Neil Yates Recovery (NYR), in Rochester, were called out earlier this week to a broken down vehicle on Dover seafront.
Dispatching a response truck from Herne Bay, it would normally take less than an hour to arrive.
But it took the driver two and a half hours, as he battled through increasing traffic leading to the port.
John Darvell, incident manager for the business, said this week spells trouble for the new year.
He said: "We just couldn't get through the traffic - he wasn't even at the port, and he wasn't even in the queue going to the port, he was heading out.
"Although they say local traffic can use the traffic lane, that's okay as long as you haven't got two vehicles stuck side by side and you can't get passed the traffic queue."
For breakdowns inside the Eurotunnel, delays on the county roads makes things all the more difficult.
Last week John handled a recovery of a lorry broken down in one of the departure lanes.
He said: "Not only have you got to get through TAP, you've got to get into Eurotunnel, into the departure lines for the train and actually fish them out of there."
John believes if congestion continues into 2021 as Kent's Police chief predicts, there will be more breakdowns as a result of vehicles waiting around for longer in long queues to the port.
And for NYR, not knowing how long a recovery job could take makes it difficult to price a job to a client.
"We just couldn't get through the traffic..."
For recovery jobs across the Channel, a lack of clarification from government means the business has no idea what the process will be.
John said: "We can go out empty without getting a Kent Access Permit or anything like it, but if we're taking a vehicle back to Europe that's broken down, then the original vehicle should have all of its documentation in place.
"But does that mean we're going to need documentation because we're the lead vehicle because of what he's got? Is what he's got what we need to submit? Nobody knows the answers."
A new approach?
One logistics company is predicting a change to the method of transporting goods following the end of the Brexit transition period.
Family-run Nicholls Transport in Sittingbourne no longer send their drivers overseas, instead relying on cross-continent partnerships to deliver their goods.

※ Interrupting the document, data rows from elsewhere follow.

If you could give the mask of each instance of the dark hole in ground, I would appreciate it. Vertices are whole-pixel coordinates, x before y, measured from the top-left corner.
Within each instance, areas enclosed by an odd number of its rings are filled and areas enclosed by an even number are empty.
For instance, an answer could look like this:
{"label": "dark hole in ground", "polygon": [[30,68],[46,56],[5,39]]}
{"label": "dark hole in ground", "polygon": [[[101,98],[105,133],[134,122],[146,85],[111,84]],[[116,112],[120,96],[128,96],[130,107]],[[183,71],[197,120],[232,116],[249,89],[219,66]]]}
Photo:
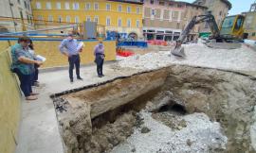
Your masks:
{"label": "dark hole in ground", "polygon": [[164,111],[172,111],[175,114],[180,114],[180,115],[184,115],[187,113],[185,107],[180,104],[162,106],[159,109],[158,112],[164,112]]}
{"label": "dark hole in ground", "polygon": [[95,118],[92,119],[92,127],[101,128],[107,123],[114,123],[117,118],[124,113],[127,113],[130,110],[134,110],[135,112],[138,112],[141,109],[145,107],[147,102],[154,98],[155,95],[159,92],[159,88],[152,90],[137,98],[128,102],[125,105],[122,105],[114,110],[108,110]]}

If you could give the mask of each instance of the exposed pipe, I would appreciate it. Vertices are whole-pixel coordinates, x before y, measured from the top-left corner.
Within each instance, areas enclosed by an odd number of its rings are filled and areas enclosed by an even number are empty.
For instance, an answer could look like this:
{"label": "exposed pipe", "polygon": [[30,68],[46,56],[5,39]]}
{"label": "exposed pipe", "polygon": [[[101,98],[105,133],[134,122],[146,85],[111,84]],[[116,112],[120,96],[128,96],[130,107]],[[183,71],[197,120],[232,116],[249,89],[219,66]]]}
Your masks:
{"label": "exposed pipe", "polygon": [[13,21],[14,29],[15,29],[15,32],[17,32],[16,23],[14,21],[14,15],[13,15],[12,8],[11,8],[13,6],[13,4],[10,3],[10,0],[9,0],[9,5],[10,13],[11,13],[11,18],[12,18],[12,21]]}

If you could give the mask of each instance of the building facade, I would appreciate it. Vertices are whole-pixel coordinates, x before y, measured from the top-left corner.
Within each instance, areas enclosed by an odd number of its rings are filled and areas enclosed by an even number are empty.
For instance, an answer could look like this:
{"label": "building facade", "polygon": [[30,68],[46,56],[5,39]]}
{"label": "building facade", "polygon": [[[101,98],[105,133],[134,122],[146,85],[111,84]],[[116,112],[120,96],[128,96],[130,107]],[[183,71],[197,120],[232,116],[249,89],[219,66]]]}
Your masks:
{"label": "building facade", "polygon": [[[208,11],[215,17],[219,27],[225,17],[229,14],[229,10],[232,8],[232,5],[229,0],[195,0],[193,4],[207,7]],[[208,32],[210,31],[210,28],[205,25],[205,28],[202,30]]]}
{"label": "building facade", "polygon": [[0,33],[33,29],[30,0],[1,0],[0,14]]}
{"label": "building facade", "polygon": [[96,22],[106,31],[117,31],[142,38],[143,3],[120,0],[33,0],[38,21],[83,23]]}
{"label": "building facade", "polygon": [[251,5],[246,15],[245,32],[248,34],[248,39],[256,41],[256,1]]}
{"label": "building facade", "polygon": [[[147,41],[175,41],[195,15],[204,14],[207,8],[186,2],[144,0],[143,34]],[[194,40],[200,31],[197,25],[188,41]]]}

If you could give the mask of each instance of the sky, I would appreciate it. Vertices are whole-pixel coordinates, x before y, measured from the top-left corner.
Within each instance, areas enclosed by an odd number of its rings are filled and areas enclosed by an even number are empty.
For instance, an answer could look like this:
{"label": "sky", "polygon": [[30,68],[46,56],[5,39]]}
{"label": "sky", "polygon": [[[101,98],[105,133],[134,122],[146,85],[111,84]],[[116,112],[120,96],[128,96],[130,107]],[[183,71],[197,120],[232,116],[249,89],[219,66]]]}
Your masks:
{"label": "sky", "polygon": [[[185,2],[193,2],[194,0],[182,0]],[[248,11],[250,8],[250,5],[255,0],[229,0],[229,2],[232,4],[232,8],[229,11],[229,15],[235,15],[240,14],[244,11]]]}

Utilising partnerships in the Belgian port of Zeebrugge, the company transport the freight to either Dover, Purfleet or Tilbury, where it is unloaded, shipped unaccompanied and then picked up and delivered on their behalf.

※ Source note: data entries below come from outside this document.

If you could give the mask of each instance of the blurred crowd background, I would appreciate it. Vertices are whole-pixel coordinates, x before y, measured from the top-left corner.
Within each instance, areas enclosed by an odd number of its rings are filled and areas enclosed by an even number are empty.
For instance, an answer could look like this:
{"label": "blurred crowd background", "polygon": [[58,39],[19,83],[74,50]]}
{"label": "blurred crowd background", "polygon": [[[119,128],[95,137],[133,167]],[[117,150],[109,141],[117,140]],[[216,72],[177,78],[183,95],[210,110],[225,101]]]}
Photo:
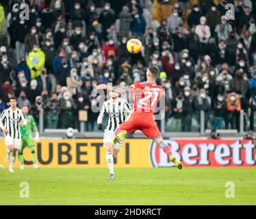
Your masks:
{"label": "blurred crowd background", "polygon": [[[15,96],[38,123],[43,111],[44,128],[79,128],[84,110],[86,131],[95,131],[93,88],[143,81],[153,64],[166,90],[166,131],[198,131],[200,111],[207,129],[239,130],[241,110],[245,129],[255,129],[255,0],[0,2],[0,111]],[[141,53],[127,52],[131,38]]]}

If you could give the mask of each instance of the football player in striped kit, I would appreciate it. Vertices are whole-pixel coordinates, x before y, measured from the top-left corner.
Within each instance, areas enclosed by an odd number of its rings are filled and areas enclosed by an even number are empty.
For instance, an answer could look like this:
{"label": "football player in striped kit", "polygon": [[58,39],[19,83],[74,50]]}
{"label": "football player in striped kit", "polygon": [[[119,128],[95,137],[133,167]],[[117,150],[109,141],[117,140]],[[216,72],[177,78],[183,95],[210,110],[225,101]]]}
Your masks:
{"label": "football player in striped kit", "polygon": [[100,114],[98,117],[98,129],[103,128],[102,120],[104,115],[108,114],[108,121],[104,131],[104,146],[107,148],[106,159],[108,168],[110,172],[110,179],[115,179],[114,172],[114,158],[118,155],[120,149],[123,145],[123,140],[120,140],[116,144],[113,144],[113,140],[115,138],[115,130],[122,123],[125,122],[132,112],[131,107],[127,101],[119,98],[119,94],[115,92],[115,88],[110,92],[111,99],[103,103]]}
{"label": "football player in striped kit", "polygon": [[27,121],[21,109],[17,108],[17,100],[11,98],[10,107],[4,110],[0,116],[0,127],[5,133],[5,142],[7,147],[6,162],[10,163],[10,157],[12,153],[9,171],[14,172],[13,165],[16,155],[21,148],[21,135],[20,127],[27,125]]}

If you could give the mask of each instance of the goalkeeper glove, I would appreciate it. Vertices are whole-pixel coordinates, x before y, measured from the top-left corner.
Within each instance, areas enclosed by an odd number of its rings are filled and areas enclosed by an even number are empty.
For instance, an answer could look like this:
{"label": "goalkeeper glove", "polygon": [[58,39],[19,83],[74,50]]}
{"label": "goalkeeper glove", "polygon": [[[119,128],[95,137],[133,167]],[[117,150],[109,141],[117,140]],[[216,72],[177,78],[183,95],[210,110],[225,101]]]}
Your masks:
{"label": "goalkeeper glove", "polygon": [[100,124],[98,125],[98,129],[99,129],[99,130],[101,130],[101,129],[102,129],[102,127],[103,127],[102,124],[100,123]]}

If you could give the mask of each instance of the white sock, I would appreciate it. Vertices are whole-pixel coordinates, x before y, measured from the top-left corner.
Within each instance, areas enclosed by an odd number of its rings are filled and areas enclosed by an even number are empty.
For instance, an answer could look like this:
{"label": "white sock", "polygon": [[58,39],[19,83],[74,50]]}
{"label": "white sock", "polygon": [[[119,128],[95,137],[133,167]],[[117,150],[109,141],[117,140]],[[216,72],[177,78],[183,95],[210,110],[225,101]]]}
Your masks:
{"label": "white sock", "polygon": [[107,151],[106,158],[107,158],[108,169],[110,171],[110,174],[114,174],[113,153]]}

Alex Nicholls, operations director of the logistics company, said a system of unaccompanied freight crossing the Channel could become the norm in the near future.
Mr Nicholls said: "None of our guys go abroad now, all the trailers get shipped out unaccompanied.

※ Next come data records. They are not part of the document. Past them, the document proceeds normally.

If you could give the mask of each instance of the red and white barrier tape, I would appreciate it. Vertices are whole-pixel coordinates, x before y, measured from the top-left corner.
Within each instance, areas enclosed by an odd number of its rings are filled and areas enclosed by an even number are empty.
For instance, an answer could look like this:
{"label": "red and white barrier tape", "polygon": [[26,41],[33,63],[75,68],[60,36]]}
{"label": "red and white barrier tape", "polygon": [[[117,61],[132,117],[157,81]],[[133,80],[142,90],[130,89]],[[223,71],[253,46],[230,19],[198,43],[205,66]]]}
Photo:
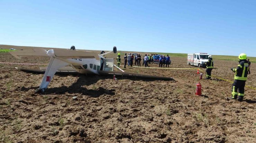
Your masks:
{"label": "red and white barrier tape", "polygon": [[0,63],[2,64],[15,64],[18,65],[47,65],[47,64],[26,64],[24,63],[4,63],[4,62],[0,62]]}

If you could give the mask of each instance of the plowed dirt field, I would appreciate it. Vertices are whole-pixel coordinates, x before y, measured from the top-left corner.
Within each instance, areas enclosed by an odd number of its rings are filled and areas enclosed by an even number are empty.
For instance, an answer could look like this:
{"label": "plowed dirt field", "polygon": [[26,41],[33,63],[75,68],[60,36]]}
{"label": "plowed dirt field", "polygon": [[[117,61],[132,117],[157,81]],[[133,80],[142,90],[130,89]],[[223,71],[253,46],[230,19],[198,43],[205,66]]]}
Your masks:
{"label": "plowed dirt field", "polygon": [[[233,80],[230,68],[238,62],[213,58],[217,69],[212,74]],[[0,142],[255,142],[255,89],[245,88],[243,102],[227,101],[231,83],[214,77],[200,80],[197,67],[187,65],[185,58],[171,59],[170,67],[195,69],[124,69],[175,81],[56,74],[40,94],[34,92],[43,74],[14,67],[42,65],[0,64]],[[0,62],[47,64],[49,60],[18,59],[0,53]],[[252,67],[246,85],[256,87],[256,64]],[[199,81],[201,96],[195,95]]]}

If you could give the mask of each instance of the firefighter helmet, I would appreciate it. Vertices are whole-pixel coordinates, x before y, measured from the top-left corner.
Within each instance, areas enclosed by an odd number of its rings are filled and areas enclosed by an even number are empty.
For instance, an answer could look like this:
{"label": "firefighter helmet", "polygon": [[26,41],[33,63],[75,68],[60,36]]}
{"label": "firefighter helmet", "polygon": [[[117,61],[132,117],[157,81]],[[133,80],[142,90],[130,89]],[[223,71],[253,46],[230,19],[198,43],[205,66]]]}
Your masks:
{"label": "firefighter helmet", "polygon": [[246,59],[246,54],[245,53],[241,53],[238,56],[238,58],[240,59]]}

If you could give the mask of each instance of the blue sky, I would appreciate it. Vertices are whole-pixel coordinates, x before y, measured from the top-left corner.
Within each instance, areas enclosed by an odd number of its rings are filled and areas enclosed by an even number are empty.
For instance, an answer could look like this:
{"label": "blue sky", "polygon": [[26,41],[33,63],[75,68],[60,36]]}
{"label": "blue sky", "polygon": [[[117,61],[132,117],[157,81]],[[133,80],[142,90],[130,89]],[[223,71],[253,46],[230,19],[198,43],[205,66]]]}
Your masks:
{"label": "blue sky", "polygon": [[0,0],[0,44],[256,57],[255,0]]}

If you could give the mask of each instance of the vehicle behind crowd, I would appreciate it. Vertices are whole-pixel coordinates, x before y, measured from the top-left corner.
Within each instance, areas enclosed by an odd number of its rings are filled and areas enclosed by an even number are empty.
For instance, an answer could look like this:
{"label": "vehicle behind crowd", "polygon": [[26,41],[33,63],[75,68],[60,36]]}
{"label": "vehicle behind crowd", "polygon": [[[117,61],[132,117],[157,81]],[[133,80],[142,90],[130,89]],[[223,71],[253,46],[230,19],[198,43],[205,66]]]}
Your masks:
{"label": "vehicle behind crowd", "polygon": [[188,54],[187,64],[192,66],[205,67],[205,63],[208,61],[209,54],[206,53]]}
{"label": "vehicle behind crowd", "polygon": [[[160,59],[160,56],[163,56],[163,55],[154,55],[153,56],[153,62],[154,63],[159,64],[159,59]],[[171,63],[172,63],[172,61],[170,59],[169,60],[169,64],[171,65]]]}

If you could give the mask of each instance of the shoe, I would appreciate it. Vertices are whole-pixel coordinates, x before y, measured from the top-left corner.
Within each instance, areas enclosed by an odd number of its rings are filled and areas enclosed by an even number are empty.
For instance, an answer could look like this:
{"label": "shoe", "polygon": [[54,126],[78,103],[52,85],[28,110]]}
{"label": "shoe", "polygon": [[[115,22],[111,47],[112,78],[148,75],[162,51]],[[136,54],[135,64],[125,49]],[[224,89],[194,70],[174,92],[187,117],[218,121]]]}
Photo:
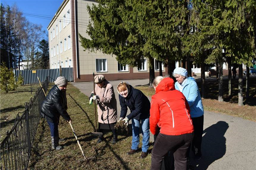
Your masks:
{"label": "shoe", "polygon": [[140,158],[144,159],[146,156],[147,156],[147,153],[145,153],[144,152],[141,152],[141,154],[140,155]]}
{"label": "shoe", "polygon": [[201,159],[201,155],[200,155],[199,154],[196,154],[195,155],[195,160],[199,161]]}
{"label": "shoe", "polygon": [[130,151],[128,152],[127,153],[127,154],[128,154],[128,155],[131,155],[131,154],[133,154],[134,153],[135,153],[136,152],[137,152],[137,150],[135,150],[134,149],[131,149],[131,150],[130,150]]}
{"label": "shoe", "polygon": [[97,141],[97,143],[98,144],[100,144],[101,142],[102,142],[103,138],[102,137],[100,137],[99,138],[99,139],[98,139],[98,141]]}
{"label": "shoe", "polygon": [[115,144],[117,142],[117,135],[114,135],[113,136],[113,139],[112,139],[112,141],[111,142],[111,143],[112,144]]}
{"label": "shoe", "polygon": [[59,138],[59,142],[64,142],[66,140],[66,139],[64,138]]}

"You can have problems on the continent - fines, delays, I think all of this coming in from Europe is going to stop.
"I would have thought most of it would be coming in unaccompanied, but that's only a guess from us."
The logistics expert said he is not worried about his business in the new year though: "We're not concerned at all, if anything it's going to be good for the industry, because prices are shooting up left right and centre.
"The Europeans don't want to come over here because they can't get anything back out that pays any money, so it's going to work better for companies like us that are sending the trailers out unaccompanied."